CASTA NAVARRA
En los montes de Vizcaia y en las faldas de los Pirineos,
subsisten en libertad 400 cabezas de la raza más antigua europea. El
Betizu, o “vaca arisca”, es el descendiente directo del uro, y como tal
un vestigio del neolítico. De su seleccion surgio la casta navarra.
De la casta navarra surgieron a su vez en la Edad Media los
primeros juegos taurinos, y de aquellos las bases del toreo acrobático
de los matatoros vasco-navarros que popularizó Goya. Desde el siglo XIV
fueron los primeros profesionales de a pié, tres siglos antes de que
surgieran los de Sevilla y Ronda.
Seguir la huella de la casta Navarra y de sus matatoros,
permite entender la riqueza de un arte que, antes de pulirse en
Andalucía, existió cuatro siglos en el País Vasco, en su forma más
ancestral. Una realidad histórica inapelable que, sin embargo, los
ideólogos separatistas prefieren ocultar.
LA OTRA CUNA DEL TOREO
Cuna de la casta Navarra, tan importante durante los siglos
XVIII y XIX, cuna también del toreo a pie gracias a sus toreadores
ventureros y matatoros, y cuna, por supuesto, de una de las mejores
aficiones del mundo, el País Vasco y Navarra dan para mucho más que un
solo opus. Por ello, habrá que regresar a las tierras de las Bardenas y
la Rivera del Ebro. No obstante, para empezar, era necesario, a través
del presente trabajo, contar la evolución que ha experimentado la Fiesta
en estos territorios con el fin de entender su idiosincrasia. La
afición vasca no se parece a la de la marisma, la de Extremadura o la de
Ciudad Rodrigo. Quizá guarda más parecido con la francesa, y también
esto se explica aquí. No olvidemos que Vascones y Gascones formaron
parte de un mismo pueblo, unido en un único reino, y que ambas regiones
pertenecieron a la cultura franco-cantábrica. De este pasado lejano,
algo queda, incluso si el tiempo y una frontera administrativa las
separó, a pesar de la polémica.
Cuando cayó el Imperio Romano y fueron derrumbados los 200
coliseos donde los taurarii combatían para complacer a la plebe, el toro
volvió a su destino primigenio como presa en las dehesas. En toda la
Península, los campesinos cazaban a aquellos astados que no conseguían
domesticar. También eran perseguidos por los caballeros. No en vano,
desde el siglo X, a medida que la Reconquista ganaba terreno, esta “caza
caballeresca” se apoderó de los territorios nuevamente cristianizados.

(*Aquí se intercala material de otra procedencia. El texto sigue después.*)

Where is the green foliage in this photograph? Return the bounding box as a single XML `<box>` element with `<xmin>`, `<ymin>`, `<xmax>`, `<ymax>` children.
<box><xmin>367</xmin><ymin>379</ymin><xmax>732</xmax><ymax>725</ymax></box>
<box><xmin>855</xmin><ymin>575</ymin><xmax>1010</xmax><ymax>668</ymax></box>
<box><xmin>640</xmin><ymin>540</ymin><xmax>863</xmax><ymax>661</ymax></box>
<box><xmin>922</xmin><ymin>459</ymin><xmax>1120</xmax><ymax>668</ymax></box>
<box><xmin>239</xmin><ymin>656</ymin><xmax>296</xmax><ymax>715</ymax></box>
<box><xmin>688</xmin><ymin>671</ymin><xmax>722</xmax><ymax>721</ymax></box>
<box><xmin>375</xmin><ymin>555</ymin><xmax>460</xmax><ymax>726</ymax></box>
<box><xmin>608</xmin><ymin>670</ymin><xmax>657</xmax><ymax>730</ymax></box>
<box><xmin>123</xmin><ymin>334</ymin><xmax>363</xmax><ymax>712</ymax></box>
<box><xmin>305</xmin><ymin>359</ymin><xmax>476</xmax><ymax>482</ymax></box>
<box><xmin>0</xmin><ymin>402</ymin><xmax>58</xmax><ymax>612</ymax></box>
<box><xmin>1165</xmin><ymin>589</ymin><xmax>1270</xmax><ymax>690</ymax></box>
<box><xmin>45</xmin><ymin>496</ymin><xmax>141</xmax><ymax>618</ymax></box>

Desde el campo, el toro entró de forma oficial en las ciudades para
participar en los torneos que festejaban grandes acontecimientos
políticos o religiosos. No obstante, también entró de un modo más
fortuito y frecuente, cuando había que conducirlo al matadero para
abastecer a la población de carne. Bautizos y bodas reales, además de la
celebración de algunos Santos, constituían una ocasión idílica para que
la nobleza luciera su valor y destreza, alanceando al toro en plaza
cerrada. Aunque la Iglesia no simpatizaba con esta clase de
divertimientos a causa de los desórdenes que ocasionaban en el pueblo,
no pudo más que acatar. Sin embargo, no aceptó los altercados que se
producían cuando los toros eran llevados al matadero, ocasión que el
pueblo aprovechaba para soltar algunos astados y jugar con ellos por las
calles. Desde el siglo XI, la fiesta taurina se dividió en dos: la de
la nobleza, autorizada y alabada; y la del populacho, que se intentó
limitar. La lanzada a caballo, ejecutada por un caballero, simbolizaba
el valor de la clase alta y su pundonor, mientras que la del populacho,
que agredía al toro a palazos, garrochazos o cuchillazos, desembocaba en
escenas de desorden que no podían consentirse. Ver al animal
acribillado de forma traicionera era lo de menos. Lo que escondía este
espectáculo -y de ahí su peligro- era que cualquiera podía sentirse
autorizado a saltarse las reglas, alzándose por encima de su condición
humilde gracias a esta gloria efímera que el coraje le brindaba.